解除か延長か「10日までに判断」 県独自の緊急宣言で知事

2021/4/8 08:10
吉村美栄子氏

 新型コロナウイルスの感染者急増で山形、寒河江の両市に発出している県独自の緊急事態宣言に関し、吉村美栄子知事は7日、宣言の期限前日となる10日まで感染状況を見極めた上で、解除か延長かを判断する考えを示した。2桁台の新規感染者が続く山形市は解除が厳しい情勢となっている。

 この日の定例会見で説明し、感染状況が落ち着きつつある寒河江市については、現状維持を前提に「決定的なことはいえないが、解除の可能性が高い」とした。

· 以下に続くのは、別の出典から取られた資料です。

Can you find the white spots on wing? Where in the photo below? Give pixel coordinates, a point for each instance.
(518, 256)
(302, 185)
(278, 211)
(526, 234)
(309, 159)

 吉村知事は、山形市の状況について、飲食店関係の新規感染者が抑制傾向にあり、酒類提供や接待を伴う飲食店に求めている午後9時以降の営業自粛の効果が現れていると分析。一方、新たなクラスター(感染者集団)が発生するなど新規感染者数が高止まりしており、「今の2桁台では解除が厳しいと思う。1桁台になってもらわないと、という気持ちはある」とし、宣言の延長もあり得るとの考えを示した。

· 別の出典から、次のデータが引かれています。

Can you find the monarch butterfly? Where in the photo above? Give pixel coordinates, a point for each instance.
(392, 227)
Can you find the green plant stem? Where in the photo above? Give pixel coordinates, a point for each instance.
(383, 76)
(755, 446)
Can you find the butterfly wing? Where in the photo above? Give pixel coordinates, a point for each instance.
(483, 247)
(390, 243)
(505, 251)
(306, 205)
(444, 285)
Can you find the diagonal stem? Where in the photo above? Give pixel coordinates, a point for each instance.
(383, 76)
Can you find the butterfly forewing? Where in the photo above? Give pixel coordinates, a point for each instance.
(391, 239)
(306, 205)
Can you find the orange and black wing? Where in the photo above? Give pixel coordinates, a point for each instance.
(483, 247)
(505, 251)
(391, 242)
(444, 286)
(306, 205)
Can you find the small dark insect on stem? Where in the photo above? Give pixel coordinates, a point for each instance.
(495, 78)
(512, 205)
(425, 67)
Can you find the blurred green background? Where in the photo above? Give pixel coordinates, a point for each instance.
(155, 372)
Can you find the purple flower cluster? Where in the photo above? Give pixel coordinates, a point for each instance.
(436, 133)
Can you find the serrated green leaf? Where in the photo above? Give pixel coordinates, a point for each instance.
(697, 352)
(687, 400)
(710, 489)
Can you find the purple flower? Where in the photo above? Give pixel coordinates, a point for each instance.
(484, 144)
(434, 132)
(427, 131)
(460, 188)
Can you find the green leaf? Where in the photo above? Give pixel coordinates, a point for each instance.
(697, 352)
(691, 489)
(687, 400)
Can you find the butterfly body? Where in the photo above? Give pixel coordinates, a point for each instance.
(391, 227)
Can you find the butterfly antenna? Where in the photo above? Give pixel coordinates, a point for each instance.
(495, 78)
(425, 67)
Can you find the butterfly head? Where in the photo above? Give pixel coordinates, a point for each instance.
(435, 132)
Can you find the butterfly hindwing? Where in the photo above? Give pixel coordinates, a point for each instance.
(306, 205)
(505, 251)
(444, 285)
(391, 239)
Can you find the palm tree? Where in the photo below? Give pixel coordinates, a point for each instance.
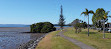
(105, 19)
(86, 13)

 延長の場合も営業時間短縮要請については、必要性を改めて検討するとした。

 解除か延長かの判断に当たっては、新規感染者数や重症者数、病床占有率、感染経路不明者数などの数値を総合的に勘案し、医療専門家の見解も踏まえるという。判断時期に関しては「できれば期限の2日ぐらい前がいいが、11日ではなく10日までにはと考えている」と述べた。

 政府に対する「まん延防止等重点措置」の適用要請については「知事が時短を命令したり、(違反すれば)罰則が付いたりする。そこまでは必要ない」と否定的な見解を示した。